I was leafing through the October edition of Physics World this morning (well we do don’t we?).  I get it here about a week after it is mailed in the UK.

Neat puzzle in this months edition in partial celebration of 25 years in print (for a hundred years before that it was called “The Physics Bulletin”).  Anyhow I thought the puzzle was fun and the answer was a treat.  Here it is.

Can you crack the code?

TNVERI SMH EG ZSMRNPMUD: M SLRN PYMP VERRNVPT M ZSMRNP PE PYN TQR THNNZT EQP NXQMS MUNMT LR NXQMS PLKNT

There is a word missing from the above.  Please provide the word in encrypted form as the answer.

Author: Low Wattage

Expat Welshman, educated (somewhat) in UK, left before it became fashionable to do so. Now a U.S. Citizen, and recent widower, playing with retirement and house remodeling, living in Delaware and rural Maryland (weekends).

23 thoughts on “Not Physics, but Fun.”

  1. Hope there isn’t a deadline for this, LW. Will try for some time before Christmas. In other words it’s hard.
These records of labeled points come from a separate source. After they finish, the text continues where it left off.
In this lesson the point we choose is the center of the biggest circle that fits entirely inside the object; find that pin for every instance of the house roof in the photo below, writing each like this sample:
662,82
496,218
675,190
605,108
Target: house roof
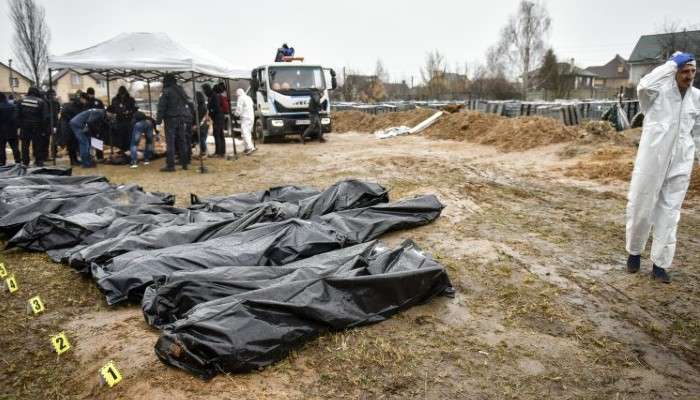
650,48
566,69
611,70
14,71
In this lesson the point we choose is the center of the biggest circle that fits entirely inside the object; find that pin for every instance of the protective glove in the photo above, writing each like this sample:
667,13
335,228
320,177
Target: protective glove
682,58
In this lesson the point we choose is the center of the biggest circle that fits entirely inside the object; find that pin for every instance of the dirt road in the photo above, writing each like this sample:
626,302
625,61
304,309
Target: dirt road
544,308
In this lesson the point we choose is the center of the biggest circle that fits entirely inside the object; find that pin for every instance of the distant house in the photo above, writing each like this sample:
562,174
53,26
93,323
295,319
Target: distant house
574,81
66,82
20,82
397,91
653,50
613,75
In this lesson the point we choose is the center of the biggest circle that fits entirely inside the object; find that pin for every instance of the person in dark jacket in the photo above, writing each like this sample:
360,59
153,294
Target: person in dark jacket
174,110
315,107
141,125
94,102
216,115
124,107
8,130
33,120
54,111
66,135
87,124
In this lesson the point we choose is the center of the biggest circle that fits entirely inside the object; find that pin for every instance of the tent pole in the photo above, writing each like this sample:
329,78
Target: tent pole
109,104
52,137
230,118
195,105
150,108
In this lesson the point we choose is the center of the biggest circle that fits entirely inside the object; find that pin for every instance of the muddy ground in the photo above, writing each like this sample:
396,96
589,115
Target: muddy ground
544,308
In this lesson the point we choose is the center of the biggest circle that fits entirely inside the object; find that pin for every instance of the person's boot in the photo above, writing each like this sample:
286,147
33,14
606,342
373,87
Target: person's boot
633,263
658,273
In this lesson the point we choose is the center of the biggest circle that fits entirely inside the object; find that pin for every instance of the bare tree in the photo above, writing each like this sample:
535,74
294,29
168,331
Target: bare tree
523,38
381,72
433,73
31,36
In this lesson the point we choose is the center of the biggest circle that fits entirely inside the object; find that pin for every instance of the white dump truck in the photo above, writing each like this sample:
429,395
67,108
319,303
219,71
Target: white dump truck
281,94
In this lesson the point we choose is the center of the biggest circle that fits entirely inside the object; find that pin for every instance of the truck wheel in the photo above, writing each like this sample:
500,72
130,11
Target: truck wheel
258,130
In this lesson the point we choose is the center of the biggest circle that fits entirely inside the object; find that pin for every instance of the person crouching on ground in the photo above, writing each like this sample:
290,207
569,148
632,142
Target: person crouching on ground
661,175
141,125
244,110
89,123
  2. C’mon folks it is not the Enigma code, it should take about twenty minutes once you get started, that’s the average claim for those who have solved it.

    Four big clues:

    The message is in English
    The groups are words
    There are 83 letters in the coded message and 12 are N’s
    Only two letters commonly appear in English alone, A and I

  3. Hmmm, I know it should be simple enough – I have drawn up a double lined grip and put e under all the N’s (are after consulting Wiki about the usual frequency of letter use in English) … ( http://en.wikipedia.org/wiki/Letter_frequency ) all the M’s have the option of being an I or A…
    and that’s as far as I have got.
    One more clue?

    Pretty please

  4. Thanks LW. I enjoyed that.

    Very clever. I won’t give the answer yet as it is a huge clue but it is 6 letters long, it comes immediately before the colon and is a surname in its coded form.

    Pseu, good evening. I went down the same route as you. ‘MUNMT is, therefore, either I*EI* or A*EA* and only one of those works..

    My real breakthrough came when I concentrated on the two five letter groups which are exactly equal in every respect..

  5. Pseu: Have a look at PYN (word 12)

    How many very common English words have three letters and end with the letter e?

    Then test your choices for P and Y with PYMP (7) check also with PE (11) and you should have a decode for the P, the Y, the M, and the E.

  6. “How many very common English words have three letters and end with the letter e?”
    There are 40 three letter English words, believe it or not that start with e – only 13 of them would I consider common! I’ll have another look.

  7. wooops! End with e not start with e!

    80 three letter words ending with e…. now I shall consider what of these is common. 🙂

  8. ‘Some one my age may die on the ice.’
    ‘I owe you, or I sue you… which will it bee?’
    ‘Oh, woe,’ she said, ‘do you have an axe?’
    ‘Joe wants a doe for his pie.’
    ‘The ewe lies in the less of the wind.’

    etc!

  9. Sorry Janus we are looking for a a six letter word and a surname.

    John Mackie :

    Very clever. I won’t give the answer yet as it is a huge clue but it is 6 letters long, it comes immediately before the colon and is a surname in its coded form.